使用Python中的ast库来生成源代码的AST

最简单的例子:

import ast
root_node = ast.parse("print('hello world')")
print(root_node)

输出: <_ast.Module object at 0x7f702f13a550>

这里返回一个object,并不能直观地看到这个树状结构,使用astpretty就能清晰地输出这棵树。

import ast
import astpretty
root_node = ast.parse("print('hello world')")
astpretty.pprint(root_node)

输出

Module(
    body=[
        Expr(
            lineno=1,
            col_offset=0,
            value=Call(
                lineno=1,
                col_offset=0,
                func=Name(lineno=1, col_offset=0, id='print', ctx=Load()),
                args=[Str(lineno=1, col_offset=6, s='hello world')],
                keywords=[],
            ),
        ),
    ],
)

现在可以更直观一点的看到这棵树的结构

AST图像

上述程序打印出来的AST虽然已经比较清晰了,但生成一个图像会更加清晰。

测试代码 test.py:

def func():
    a = 2 + 3 * 4 + 5
    return a

使用instaviz库可以查看AST结构图

import ast
import astpretty
import instaviz
from test import func

code = open("./test.py", "r").read()
code_node = ast.parse(code)
astpretty.pprint(code_node)

instaviz.show(func)

打印出来的AST结构

Module(
    body=[
        FunctionDef(
            lineno=1,
            col_offset=0,
            name='func',
            args=arguments(args=[], vararg=None, kwonlyargs=[], kw_defaults=[], kwarg=None, defaults=[]),
            body=[
                Assign(
                    lineno=2,
                    col_offset=4,
                    targets=[Name(lineno=2, col_offset=4, id='a', ctx=Store())],
                    value=BinOp(
                        lineno=2,
                        col_offset=18,
                        left=BinOp(
                            lineno=2,
                            col_offset=8,
                            left=Num(lineno=2, col_offset=8, n=2),
                            op=Add(),
                            right=BinOp(
                                lineno=2,
                                col_offset=12,
                                left=Num(lineno=2, col_offset=12, n=3),
                                op=Mult(),
                                right=Num(lineno=2, col_offset=16, n=4),
                            ),
                        ),
                        op=Add(),
                        right=Num(lineno=2, col_offset=20, n=5),
                    ),
                ),
                Return(
                    lineno=3,
                    col_offset=4,
                    value=Name(lineno=3, col_offset=11, id='a', ctx=Load()),
                ),
            ],
            decorator_list=[],
            returns=None,
        ),
    ],
)
Bottle v0.12.21 server starting up (using WSGIRefServer())...
Listening on http://localhost:8080/
Hit Ctrl-C to quit.

访问localhost:8080可以看到生成的AST图

遍历AST

将使用ast库中的NodeVisitor类进行对树的遍历,如下是定义:

class NodeVisitor(object):
    """
    A node visitor base class that walks the abstract syntax tree and calls a
    visitor function for every node found.  This function may return a value
    which is forwarded by the `visit` method.

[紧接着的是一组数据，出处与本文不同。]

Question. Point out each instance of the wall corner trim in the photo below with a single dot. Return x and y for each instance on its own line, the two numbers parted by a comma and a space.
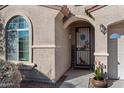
101, 54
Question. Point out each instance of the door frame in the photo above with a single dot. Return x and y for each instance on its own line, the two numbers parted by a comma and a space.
90, 51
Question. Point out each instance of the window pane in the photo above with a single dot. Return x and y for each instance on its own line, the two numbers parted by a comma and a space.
11, 47
17, 39
23, 56
23, 46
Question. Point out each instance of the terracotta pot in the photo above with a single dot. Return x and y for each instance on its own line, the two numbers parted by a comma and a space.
99, 83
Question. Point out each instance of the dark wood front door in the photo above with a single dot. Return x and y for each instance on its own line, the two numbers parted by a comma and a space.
82, 48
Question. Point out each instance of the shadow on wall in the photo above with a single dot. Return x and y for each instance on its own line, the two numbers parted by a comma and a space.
75, 73
32, 78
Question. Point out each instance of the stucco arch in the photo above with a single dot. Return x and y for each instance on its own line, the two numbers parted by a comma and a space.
78, 18
115, 22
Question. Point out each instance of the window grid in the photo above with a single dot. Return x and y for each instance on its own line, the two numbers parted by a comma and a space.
19, 25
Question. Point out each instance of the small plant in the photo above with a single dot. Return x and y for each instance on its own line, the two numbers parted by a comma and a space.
99, 71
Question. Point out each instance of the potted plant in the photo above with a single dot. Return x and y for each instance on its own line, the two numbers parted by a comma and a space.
98, 80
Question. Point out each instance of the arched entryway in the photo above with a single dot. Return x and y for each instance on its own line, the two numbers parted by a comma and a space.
81, 34
116, 50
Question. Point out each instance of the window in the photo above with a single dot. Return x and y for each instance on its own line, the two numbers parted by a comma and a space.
17, 39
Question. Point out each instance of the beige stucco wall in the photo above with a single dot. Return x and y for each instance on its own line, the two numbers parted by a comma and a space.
106, 16
50, 36
42, 20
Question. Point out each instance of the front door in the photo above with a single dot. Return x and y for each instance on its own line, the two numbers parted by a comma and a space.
83, 47
116, 54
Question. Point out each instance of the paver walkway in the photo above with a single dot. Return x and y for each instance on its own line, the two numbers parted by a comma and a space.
79, 78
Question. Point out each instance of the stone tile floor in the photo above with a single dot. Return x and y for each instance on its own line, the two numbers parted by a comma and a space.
79, 78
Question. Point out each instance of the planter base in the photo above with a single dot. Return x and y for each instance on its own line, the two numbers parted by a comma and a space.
99, 83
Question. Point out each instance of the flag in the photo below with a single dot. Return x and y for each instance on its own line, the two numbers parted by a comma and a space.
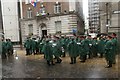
34, 2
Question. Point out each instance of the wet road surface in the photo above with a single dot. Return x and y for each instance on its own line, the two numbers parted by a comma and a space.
34, 66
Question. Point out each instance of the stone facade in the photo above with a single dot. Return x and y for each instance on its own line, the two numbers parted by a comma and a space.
68, 20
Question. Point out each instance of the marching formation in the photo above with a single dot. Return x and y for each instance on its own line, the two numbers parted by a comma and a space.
83, 47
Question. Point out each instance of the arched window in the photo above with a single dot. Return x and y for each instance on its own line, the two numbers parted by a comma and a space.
42, 10
57, 8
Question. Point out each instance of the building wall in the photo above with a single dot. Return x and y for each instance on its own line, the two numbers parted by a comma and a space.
10, 19
1, 26
69, 21
93, 6
49, 9
113, 17
66, 25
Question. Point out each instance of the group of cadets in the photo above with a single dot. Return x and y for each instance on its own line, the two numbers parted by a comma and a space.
7, 48
83, 47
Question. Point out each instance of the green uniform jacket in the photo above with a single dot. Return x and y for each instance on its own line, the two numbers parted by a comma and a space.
33, 45
94, 46
47, 49
114, 41
56, 48
41, 44
85, 47
109, 51
101, 46
73, 49
9, 45
3, 50
27, 44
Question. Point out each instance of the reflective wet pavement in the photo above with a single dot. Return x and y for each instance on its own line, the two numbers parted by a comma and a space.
34, 66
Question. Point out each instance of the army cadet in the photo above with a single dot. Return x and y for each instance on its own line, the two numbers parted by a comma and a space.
109, 52
114, 41
27, 46
9, 47
63, 45
57, 51
4, 56
90, 54
94, 46
48, 53
73, 51
101, 46
41, 44
85, 49
33, 46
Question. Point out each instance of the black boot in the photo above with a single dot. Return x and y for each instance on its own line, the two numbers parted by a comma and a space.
71, 60
48, 62
109, 64
52, 63
74, 60
63, 54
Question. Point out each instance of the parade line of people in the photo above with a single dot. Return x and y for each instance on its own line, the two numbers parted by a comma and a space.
83, 47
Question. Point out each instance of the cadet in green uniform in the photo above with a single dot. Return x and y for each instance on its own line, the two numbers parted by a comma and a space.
109, 52
101, 46
33, 46
85, 49
73, 51
90, 54
41, 44
9, 47
47, 49
63, 45
57, 51
114, 41
94, 47
4, 50
27, 46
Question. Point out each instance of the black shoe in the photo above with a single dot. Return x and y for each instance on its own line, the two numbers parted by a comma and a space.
114, 63
108, 66
82, 61
71, 63
52, 63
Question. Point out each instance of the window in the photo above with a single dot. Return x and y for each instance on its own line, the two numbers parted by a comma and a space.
30, 28
42, 10
29, 13
58, 26
57, 8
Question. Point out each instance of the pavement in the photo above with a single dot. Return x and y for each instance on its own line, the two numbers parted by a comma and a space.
34, 66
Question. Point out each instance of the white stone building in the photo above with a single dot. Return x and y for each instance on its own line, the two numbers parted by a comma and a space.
60, 17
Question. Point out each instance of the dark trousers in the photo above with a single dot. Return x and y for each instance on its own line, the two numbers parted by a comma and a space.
50, 62
4, 56
63, 54
58, 60
110, 63
27, 51
83, 57
73, 59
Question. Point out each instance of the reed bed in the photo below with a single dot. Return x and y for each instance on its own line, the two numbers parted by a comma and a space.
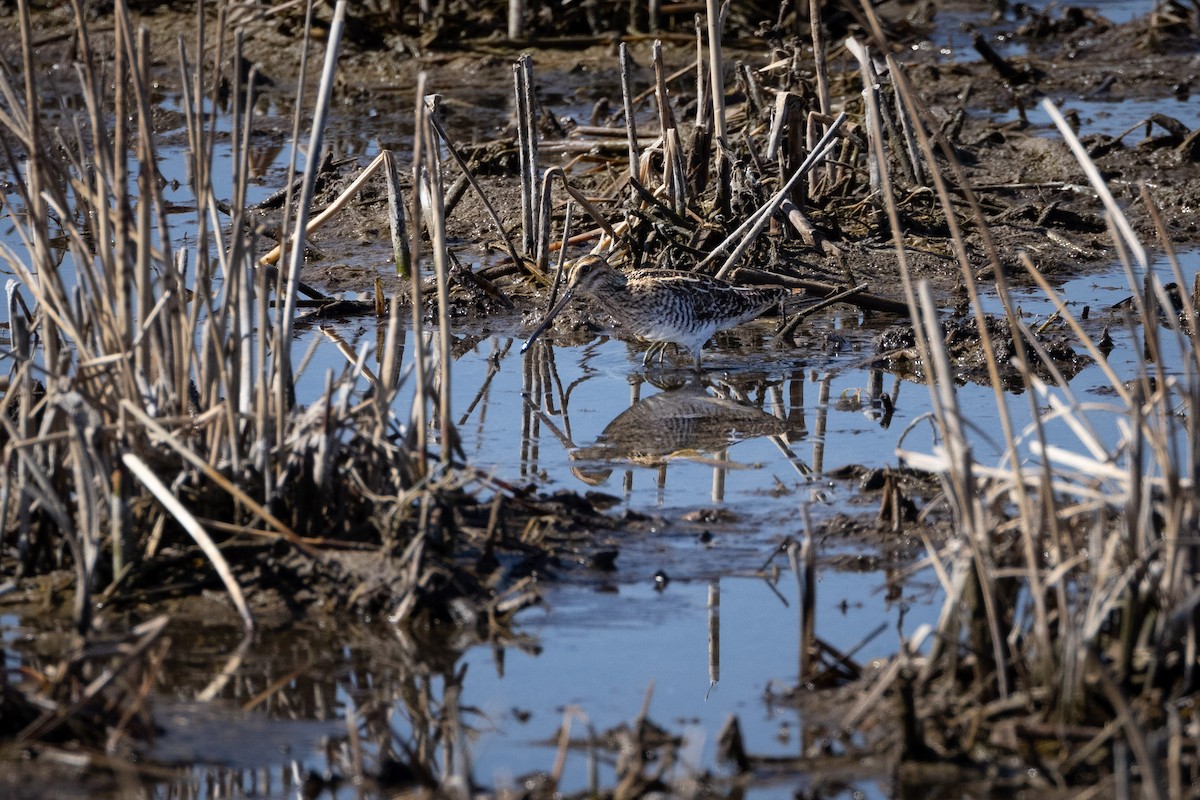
154, 440
1065, 654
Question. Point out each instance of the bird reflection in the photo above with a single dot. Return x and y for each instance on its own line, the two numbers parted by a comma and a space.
684, 422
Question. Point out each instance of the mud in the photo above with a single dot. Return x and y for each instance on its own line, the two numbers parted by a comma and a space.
1030, 188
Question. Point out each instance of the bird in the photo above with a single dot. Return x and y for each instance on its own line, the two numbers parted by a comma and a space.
663, 306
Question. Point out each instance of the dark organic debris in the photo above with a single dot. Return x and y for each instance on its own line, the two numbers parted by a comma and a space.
897, 350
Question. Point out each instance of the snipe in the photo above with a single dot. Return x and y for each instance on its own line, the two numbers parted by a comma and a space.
663, 306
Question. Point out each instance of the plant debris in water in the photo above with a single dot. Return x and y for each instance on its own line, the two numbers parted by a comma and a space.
155, 445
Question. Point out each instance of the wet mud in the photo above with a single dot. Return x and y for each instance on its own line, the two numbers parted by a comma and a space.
1027, 197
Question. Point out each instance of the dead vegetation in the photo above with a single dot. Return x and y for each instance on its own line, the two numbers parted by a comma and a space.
153, 428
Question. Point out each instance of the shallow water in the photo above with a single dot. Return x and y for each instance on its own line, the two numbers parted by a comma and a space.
553, 417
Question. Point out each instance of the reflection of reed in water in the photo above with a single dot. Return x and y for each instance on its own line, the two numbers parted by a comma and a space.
685, 421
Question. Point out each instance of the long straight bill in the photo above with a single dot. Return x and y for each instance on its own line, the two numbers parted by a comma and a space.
547, 319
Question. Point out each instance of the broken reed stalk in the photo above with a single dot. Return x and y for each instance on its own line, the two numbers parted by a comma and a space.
717, 74
958, 477
418, 428
437, 227
155, 425
527, 151
436, 121
753, 226
1105, 552
911, 108
285, 386
627, 94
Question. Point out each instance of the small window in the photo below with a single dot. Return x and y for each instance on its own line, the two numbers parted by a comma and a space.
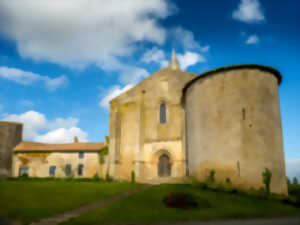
244, 113
80, 170
162, 113
81, 155
23, 170
52, 170
68, 169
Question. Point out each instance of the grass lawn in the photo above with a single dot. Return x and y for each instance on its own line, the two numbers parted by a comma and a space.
31, 200
146, 207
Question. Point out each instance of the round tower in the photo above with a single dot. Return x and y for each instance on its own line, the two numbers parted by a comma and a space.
233, 126
10, 136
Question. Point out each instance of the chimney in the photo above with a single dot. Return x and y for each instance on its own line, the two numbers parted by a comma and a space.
76, 139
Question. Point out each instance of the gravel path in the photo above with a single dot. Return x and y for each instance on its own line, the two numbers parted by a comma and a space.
257, 221
84, 209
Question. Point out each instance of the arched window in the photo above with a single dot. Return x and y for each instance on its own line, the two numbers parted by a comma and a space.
162, 114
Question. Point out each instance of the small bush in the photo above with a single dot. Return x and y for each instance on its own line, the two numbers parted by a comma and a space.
228, 181
108, 178
211, 177
267, 175
184, 201
132, 176
96, 177
295, 181
24, 176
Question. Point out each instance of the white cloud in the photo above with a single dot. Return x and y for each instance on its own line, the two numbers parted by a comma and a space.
252, 39
185, 60
63, 135
28, 78
133, 75
187, 40
33, 122
155, 55
113, 92
26, 103
249, 11
79, 32
293, 168
36, 127
189, 59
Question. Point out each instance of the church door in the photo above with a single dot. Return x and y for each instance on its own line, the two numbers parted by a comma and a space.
164, 166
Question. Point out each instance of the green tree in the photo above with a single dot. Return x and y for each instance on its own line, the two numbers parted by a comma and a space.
267, 175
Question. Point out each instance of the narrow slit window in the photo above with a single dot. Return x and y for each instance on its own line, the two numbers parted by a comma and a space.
163, 116
52, 170
68, 170
244, 113
80, 169
23, 170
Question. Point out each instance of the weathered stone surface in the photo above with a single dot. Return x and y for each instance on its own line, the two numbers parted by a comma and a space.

    This class is meant to be subclassed, with the subclass adding visitor
    methods.

    Per default the visitor functions for the nodes are ``'visit_'`` +
    class name of the node.  So a `TryFinally` node visit function would
    be `visit_TryFinally`.  This behavior can be changed by overriding
    the `visit` method.  If no visitor function exists for a node
    (return value `None`) the `generic_visit` visitor is used instead.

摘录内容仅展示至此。